Addressing Parliament on Tuesday, South-West Coast MP Denis Napthine requested a visit from Lisa Neville, Victoria’s Minister for Environment, Climate Change and Water.
Member for Western Victoria James Purcell also raised the issue in Parliament, claiming the problem was too big to be handled by a small rural council without help.
Dr Napthine said the minister needed to meet with the Moyne Shire Council and other key stakeholders to deal with the natural erosion issue through a partnership approach with the local community.
Confronting pictures have this month highlighted the dramatic erosion at East Beach, now exposing piles of rubbish from the nearby former landfill.
Dr Napthine said the previous government had worked with the council to “better understand and tackle this erosion problem”, spending more than $300,000 between 2011 and 2014 to protect the dunes from the landfill site.
“The action I seek from the minister is that she inspect these areas and work with the local council and local community to secure these sites and protect this vital asset for Port Fairy and the broader Victorian community,” he said in Parliament.

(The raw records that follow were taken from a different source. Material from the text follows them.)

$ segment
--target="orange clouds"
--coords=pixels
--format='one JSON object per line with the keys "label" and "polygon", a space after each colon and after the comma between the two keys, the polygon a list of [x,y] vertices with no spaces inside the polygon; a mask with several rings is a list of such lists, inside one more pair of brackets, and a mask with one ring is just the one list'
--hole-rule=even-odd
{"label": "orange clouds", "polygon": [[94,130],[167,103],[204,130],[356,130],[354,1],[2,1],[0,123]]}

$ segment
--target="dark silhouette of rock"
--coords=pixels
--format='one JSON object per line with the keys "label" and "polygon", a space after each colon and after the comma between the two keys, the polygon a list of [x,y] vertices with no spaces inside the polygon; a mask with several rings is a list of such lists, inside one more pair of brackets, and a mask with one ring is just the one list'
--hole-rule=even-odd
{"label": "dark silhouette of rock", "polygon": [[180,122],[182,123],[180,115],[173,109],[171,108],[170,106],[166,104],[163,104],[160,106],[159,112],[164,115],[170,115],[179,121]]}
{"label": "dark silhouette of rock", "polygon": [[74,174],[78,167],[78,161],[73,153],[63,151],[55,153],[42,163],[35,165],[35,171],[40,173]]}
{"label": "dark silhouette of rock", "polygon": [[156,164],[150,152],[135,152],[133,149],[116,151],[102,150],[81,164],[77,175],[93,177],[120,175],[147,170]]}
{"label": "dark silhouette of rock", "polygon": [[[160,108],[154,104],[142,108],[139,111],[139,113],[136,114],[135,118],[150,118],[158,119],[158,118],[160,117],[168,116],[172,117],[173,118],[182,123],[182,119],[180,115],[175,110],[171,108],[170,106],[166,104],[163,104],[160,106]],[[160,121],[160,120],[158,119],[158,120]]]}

“We know Port Fairy is a popular tourist destination, and East Beach is one of its major features.
“It is inappropriate to have the community exposed to an old nightsoil site with discarded nightsoil cans and an old tip site, both just to the north of East Beach.”
Mr Purcell told Parliament the East Beach problem needed help from all levels of government.

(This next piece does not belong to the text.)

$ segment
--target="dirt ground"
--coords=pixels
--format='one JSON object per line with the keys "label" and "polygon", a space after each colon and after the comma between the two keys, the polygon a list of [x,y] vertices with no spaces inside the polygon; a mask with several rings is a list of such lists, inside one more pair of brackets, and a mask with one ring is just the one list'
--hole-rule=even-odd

“If it does cost $30 million to remove the tip and waste there will have to be government help to fund this — $30 million is obviously an impossible figure for a small rural council,” he said.
“However, I would hope the state government may be able to provide additional support to resolve the issue — not just monetary — and we could reduce this figure.” Mr Purcell said the temporary fixes to date had been a “Band-Aid fix” and it was time for permanent rectification.
“If this situation is not resolved the future of Port Fairy as a tourist destination, its economic security and the happiness of residents and visitors is hugely under threat,” he said.
“This situation needs to be resolved ASAP and needs state government support to allow this to happen.”
Mr Purcell said he would work with the government and Moyne Shire to resolve the issue.
Dr Napthine said while the Moyne Shire had taken great measures to address the issue, extra support was essential to find a solution.
“I also note that the previous government was working in partnership with the department and the shire to deal with this issue, but further work is needed.
“I ask the minister to come down to Port Fairy, to meet with the key stakeholders and to continue the work of protecting these areas, in particular the tip site and the nightsoil site.”